Last month, the automaker announced a price increase of personal and commercial vehicles by around 1.9 per cent with immediate effect.
Commenting on the job cuts in the company's North American operations, he said the manpower rationalisation was not around the tractor business but was mainly around the product development centre in Detroit as M&M decided not to go ahead to bid for a contract of United States Postal Services.
"That team was not going to be doing the development work that was at the concept stage. So, it is really around that and has nothing to do with the tractor business," he added.

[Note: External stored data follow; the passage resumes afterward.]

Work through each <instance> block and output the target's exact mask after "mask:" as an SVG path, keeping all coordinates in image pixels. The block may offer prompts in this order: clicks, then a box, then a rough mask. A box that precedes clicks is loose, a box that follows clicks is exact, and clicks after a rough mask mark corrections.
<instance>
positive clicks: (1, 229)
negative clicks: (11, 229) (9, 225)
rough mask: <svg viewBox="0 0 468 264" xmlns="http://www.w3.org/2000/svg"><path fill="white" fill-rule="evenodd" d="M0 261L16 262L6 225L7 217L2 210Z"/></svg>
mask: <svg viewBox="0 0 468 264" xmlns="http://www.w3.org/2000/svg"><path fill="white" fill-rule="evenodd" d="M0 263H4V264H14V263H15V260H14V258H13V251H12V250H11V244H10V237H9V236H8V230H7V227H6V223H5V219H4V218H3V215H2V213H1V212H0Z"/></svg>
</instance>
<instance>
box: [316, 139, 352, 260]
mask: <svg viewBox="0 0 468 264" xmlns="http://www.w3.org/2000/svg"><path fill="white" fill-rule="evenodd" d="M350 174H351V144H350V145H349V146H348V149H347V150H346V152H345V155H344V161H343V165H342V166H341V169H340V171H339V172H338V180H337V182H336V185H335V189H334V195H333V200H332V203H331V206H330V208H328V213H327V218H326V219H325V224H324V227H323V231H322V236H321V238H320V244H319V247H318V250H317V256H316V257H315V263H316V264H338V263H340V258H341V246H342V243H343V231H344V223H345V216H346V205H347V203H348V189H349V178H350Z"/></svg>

When asked if there are possibilities for further job cuts in the North American unit ahead of the planned launch of the off-roader Roxor, Jejurikar said, "We just got approval for the new Roxor model. We are working on a relaunch approach, Details not finalised but we may go for much more digital and there may hence be some manpower restructuring beyond what has already happened because there was no production rally happening in the last few months".
Stating that the relaunch of the new Roxor will take a few more months without sharing a definite timeline, Jejurikar said, "We will then be working on what exactly is the right resourcing for the launch. Manpower number is not finalised".
M&M Deputy Managing Director and Group CFO Anish Shah said the company has also rationalised manpower at the engineering services of the Italian unit Pininfarina as it had "excess count compared to what the market demand was."